What Workers in Portugal Are Entitled To: A Guide to Leave

A que têm direito os trabalhadores em Portugal: um guia sobre licenças e faltas

As licenças em Portugal têm uma lógica semelhante à de Espanha: os grandes direitos familiares são financiados pela Segurança Social e não pela entidade empregadora, ao passo que um conjunto de licenças mais curtas são custo próprio da entidade empregadora. Mas Portugal tem as suas próprias características distintivas, incluindo uma substancial licença obrigatória do pai, um sistema de licença parental com um incentivo genuíno à partilha, e a estrutura salarial de catorze pagamentos que faz com que a remuneração de férias funcione de forma diferente da de outros lugares. Para quem processa salários em Portugal, cada tipo de licença resume-se a duas perguntas: quanto tempo dura a licença, e quem a paga. Vou percorrer os principais direitos com base nisso.

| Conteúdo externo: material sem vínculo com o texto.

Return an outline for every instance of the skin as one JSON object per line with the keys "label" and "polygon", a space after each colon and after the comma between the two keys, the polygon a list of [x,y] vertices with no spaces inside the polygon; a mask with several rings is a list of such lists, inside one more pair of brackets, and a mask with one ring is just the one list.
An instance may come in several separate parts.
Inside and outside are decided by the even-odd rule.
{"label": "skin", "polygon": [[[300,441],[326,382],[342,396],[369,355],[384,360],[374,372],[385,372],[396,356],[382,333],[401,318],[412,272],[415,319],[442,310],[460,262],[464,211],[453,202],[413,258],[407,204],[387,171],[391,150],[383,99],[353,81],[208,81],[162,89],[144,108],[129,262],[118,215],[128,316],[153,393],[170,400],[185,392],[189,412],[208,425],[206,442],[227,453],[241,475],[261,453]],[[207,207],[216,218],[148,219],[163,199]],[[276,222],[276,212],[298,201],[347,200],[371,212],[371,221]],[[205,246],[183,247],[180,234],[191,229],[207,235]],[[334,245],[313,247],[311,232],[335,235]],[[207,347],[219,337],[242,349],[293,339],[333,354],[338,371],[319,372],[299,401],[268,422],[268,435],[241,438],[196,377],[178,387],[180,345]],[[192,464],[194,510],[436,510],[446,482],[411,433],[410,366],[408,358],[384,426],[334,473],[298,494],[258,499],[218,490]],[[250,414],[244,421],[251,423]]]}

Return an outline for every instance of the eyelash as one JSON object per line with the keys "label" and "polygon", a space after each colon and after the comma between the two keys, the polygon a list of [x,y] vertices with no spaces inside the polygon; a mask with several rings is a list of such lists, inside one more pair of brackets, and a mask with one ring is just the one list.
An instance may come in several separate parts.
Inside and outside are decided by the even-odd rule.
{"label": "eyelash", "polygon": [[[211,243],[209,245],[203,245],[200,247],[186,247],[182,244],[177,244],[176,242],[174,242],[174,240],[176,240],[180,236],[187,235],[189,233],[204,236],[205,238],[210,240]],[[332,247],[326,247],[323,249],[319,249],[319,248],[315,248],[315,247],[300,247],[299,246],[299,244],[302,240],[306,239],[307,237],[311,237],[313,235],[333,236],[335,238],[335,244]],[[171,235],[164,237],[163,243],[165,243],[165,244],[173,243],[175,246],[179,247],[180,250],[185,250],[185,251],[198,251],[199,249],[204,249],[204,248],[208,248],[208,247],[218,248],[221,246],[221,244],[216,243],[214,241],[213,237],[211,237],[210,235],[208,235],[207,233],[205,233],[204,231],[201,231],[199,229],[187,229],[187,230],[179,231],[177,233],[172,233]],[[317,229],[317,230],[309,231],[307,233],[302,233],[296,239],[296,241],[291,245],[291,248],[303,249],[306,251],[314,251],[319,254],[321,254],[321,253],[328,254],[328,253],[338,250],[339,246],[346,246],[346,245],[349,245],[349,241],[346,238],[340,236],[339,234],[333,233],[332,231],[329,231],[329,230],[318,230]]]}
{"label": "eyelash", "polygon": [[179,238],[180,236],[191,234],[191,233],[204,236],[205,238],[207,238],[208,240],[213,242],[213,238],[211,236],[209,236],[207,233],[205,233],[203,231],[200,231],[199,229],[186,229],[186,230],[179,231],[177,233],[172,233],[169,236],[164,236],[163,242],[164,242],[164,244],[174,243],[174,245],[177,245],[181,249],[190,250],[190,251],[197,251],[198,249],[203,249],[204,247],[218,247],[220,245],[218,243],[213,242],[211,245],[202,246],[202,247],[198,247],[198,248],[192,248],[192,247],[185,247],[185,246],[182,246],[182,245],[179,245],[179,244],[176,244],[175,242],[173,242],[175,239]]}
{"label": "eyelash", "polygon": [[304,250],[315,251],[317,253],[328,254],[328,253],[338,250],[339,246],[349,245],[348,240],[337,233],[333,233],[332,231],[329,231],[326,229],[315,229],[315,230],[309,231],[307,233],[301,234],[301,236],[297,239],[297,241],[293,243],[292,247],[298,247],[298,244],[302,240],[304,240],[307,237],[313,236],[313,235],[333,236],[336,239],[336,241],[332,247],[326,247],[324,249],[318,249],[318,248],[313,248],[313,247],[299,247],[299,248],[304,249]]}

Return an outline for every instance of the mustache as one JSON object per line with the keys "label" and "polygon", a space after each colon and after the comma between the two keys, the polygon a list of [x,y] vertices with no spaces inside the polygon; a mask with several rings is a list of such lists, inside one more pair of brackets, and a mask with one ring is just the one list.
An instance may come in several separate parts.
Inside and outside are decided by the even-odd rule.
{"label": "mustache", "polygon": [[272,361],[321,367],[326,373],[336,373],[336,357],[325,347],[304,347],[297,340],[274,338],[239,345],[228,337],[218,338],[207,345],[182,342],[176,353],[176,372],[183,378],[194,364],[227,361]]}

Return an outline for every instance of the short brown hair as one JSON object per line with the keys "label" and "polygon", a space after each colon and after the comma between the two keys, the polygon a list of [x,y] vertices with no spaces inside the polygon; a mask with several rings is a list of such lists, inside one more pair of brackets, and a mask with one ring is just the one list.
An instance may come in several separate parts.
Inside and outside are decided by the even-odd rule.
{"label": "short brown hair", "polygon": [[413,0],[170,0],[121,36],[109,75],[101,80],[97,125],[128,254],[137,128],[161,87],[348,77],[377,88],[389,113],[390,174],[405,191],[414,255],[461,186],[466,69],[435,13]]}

Férias anuais e o subsídio de férias

A base é de 22 dias úteis de férias anuais pagas por ano, fixada pelo Código do Trabalho. O primeiro ano é diferente e apanha as pessoas desprevenidas: um novo trabalhador acumula dois dias úteis por cada mês completo trabalhado, com um limite de 20 dias, e não pode gozar férias antes de seis meses de emprego, pelo que um trabalhador de primeiro ano não obtém simplesmente os 22 completos. A partir do segundo ano civil, aplicam-se os 22 dias completos.

O que torna as férias anuais portuguesas distintivas é o subsídio de férias. Para além do tempo pago de descanso, o trabalhador tem direito a um subsídio de férias igual à remuneração de um mês completo. Este é um dos dois pagamentos extra que compõem a estrutura salarial de catorze meses de Portugal, sendo o outro o subsídio de Natal, e significa que as férias anuais em Portugal não são apenas tempo de descanso, são tempo de descanso mais um mês adicional de remuneração. A entidade empregadora financia quer as férias quer o subsídio, e o subsídio é devido antes do período de férias, exceto se for pago em prestações mensais.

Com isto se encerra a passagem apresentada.